Beginner's Guide to Understanding Raw Server Logs

Managing a website involves handling of several technical issues both at the front end as well as the back end. One of the most important administration tasks for the webmasters is identifying traffic pattern for any suspicious or unusual activity. This is generally best done with the help of raw server logs. Almost all popular hosting environments run on Apache server which generates a standard form of server logs. These raw server logs are accessible in every hosting account to examine traffic activity at the micro level. But, how many of us are able to analyze it correctly? A large number of bloggers and website owners doesn't even know about their existence. Today, we're going to learn about the analysis of the most common entries found in these raw server logs. This will not only help you in finding unusual traffic pattern but can also help you in optimizing your website.

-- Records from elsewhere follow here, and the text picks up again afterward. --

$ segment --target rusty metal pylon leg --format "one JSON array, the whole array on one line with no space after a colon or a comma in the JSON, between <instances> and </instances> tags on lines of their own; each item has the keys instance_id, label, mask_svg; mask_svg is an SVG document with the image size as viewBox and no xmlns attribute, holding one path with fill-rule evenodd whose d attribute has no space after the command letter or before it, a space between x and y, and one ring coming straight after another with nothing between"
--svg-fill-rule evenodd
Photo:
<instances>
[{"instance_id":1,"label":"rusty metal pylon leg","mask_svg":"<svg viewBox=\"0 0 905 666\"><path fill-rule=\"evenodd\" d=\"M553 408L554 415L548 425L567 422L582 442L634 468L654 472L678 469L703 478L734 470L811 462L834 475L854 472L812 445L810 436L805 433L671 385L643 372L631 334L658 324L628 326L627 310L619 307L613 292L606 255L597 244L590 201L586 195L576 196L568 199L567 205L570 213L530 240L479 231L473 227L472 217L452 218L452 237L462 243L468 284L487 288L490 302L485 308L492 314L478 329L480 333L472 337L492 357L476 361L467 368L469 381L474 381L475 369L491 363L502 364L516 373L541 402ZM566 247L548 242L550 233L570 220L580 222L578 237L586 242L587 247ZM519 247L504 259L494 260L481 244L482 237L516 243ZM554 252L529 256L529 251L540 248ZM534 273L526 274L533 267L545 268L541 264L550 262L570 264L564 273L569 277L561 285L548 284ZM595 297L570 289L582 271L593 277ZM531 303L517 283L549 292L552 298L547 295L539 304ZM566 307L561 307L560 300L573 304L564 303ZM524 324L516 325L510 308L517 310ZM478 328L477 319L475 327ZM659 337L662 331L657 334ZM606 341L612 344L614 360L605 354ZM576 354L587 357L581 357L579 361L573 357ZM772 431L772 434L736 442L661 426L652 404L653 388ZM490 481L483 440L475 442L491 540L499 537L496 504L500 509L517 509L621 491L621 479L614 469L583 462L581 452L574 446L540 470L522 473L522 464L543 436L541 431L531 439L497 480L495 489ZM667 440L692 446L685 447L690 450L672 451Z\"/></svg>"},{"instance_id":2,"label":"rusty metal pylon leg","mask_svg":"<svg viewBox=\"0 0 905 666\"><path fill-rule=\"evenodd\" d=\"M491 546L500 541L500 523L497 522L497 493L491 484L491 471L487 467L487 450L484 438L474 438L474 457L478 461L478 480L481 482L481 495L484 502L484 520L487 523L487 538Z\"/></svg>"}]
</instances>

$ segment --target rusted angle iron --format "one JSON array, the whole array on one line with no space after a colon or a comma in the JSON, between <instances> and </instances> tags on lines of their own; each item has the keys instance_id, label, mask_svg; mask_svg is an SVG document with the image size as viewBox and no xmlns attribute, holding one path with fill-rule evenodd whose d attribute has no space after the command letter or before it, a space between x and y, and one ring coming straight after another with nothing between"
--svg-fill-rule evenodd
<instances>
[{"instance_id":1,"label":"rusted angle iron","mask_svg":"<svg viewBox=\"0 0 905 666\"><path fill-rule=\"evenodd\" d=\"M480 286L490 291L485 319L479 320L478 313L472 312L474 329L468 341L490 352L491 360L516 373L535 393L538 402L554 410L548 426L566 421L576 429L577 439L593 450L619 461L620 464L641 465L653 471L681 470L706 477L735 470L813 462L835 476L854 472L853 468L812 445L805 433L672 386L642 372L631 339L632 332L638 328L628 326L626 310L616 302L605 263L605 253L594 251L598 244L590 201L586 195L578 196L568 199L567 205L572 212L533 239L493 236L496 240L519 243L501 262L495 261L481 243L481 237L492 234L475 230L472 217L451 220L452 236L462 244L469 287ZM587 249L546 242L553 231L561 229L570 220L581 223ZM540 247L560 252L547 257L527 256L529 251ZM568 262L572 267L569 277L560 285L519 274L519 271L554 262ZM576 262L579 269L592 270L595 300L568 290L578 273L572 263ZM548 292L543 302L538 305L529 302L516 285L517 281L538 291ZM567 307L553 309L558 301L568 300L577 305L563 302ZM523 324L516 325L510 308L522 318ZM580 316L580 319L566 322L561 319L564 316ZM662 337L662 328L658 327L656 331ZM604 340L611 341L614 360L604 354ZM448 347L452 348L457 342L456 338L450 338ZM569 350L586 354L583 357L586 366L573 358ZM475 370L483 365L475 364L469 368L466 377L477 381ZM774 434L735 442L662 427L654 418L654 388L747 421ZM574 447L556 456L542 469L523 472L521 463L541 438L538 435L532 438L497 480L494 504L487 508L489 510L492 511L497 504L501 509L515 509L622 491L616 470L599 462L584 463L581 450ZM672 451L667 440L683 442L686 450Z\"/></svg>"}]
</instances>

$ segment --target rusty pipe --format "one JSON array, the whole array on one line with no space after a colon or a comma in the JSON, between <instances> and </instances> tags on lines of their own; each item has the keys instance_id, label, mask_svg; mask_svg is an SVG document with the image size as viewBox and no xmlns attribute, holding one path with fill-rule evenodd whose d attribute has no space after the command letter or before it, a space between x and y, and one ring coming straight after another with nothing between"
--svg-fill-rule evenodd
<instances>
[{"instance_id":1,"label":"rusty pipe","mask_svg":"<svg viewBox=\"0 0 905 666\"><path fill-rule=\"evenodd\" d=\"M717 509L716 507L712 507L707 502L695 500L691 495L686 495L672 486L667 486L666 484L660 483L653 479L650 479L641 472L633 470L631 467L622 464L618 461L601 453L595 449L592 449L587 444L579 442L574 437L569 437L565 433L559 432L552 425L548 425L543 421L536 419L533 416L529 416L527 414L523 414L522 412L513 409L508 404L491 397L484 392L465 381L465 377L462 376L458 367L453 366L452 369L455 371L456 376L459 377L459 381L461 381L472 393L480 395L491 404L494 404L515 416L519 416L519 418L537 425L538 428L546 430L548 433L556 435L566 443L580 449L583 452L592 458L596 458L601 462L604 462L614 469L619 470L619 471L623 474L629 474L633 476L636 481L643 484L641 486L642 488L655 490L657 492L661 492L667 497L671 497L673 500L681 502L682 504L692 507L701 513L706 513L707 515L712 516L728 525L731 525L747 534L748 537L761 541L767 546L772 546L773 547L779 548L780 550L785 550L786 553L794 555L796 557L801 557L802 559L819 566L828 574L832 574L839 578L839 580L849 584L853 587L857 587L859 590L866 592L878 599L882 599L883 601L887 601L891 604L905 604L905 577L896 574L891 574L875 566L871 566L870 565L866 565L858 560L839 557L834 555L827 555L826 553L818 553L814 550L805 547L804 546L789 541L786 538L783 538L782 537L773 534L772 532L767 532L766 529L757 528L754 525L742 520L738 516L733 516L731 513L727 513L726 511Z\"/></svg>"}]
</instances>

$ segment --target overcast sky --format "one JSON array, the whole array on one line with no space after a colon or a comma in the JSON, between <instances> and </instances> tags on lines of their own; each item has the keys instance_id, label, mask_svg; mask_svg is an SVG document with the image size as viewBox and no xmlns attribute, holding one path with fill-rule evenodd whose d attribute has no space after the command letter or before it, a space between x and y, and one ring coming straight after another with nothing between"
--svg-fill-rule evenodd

The most common formats that are used for these logs are Common Log Format and Combined Log Format. A typical combined log entry looks something like this.

127.0.0.1 - - [22/Aug/2012:13:55:36 -0700] "GET /freshtechtips.com/2012/08/panda-penguin-seo-optimization.html HTTP/1.0" 200 25962 "http://www.google.com.ph/url?sa=t&rct=j&q=panda%20optimization&source=web&cd=9&cad=rja&ved=0CHQQFjAI&url=http%3A%2F%2Fwww.freshtechtips.com%2F2008%2F12%2F10-panda-penguin-seo-optimization.html&ei=KqM1UM-2JOaOmQWbv4GwAQ&usg=AFQjCNFphYnPYWbufh2vk2xZkM4bksjDrQ" "Mozilla/5.0 (Windows NT 6.1; WOW64; rv:14.0) Gecko/20100101 Firefox/14.0.1"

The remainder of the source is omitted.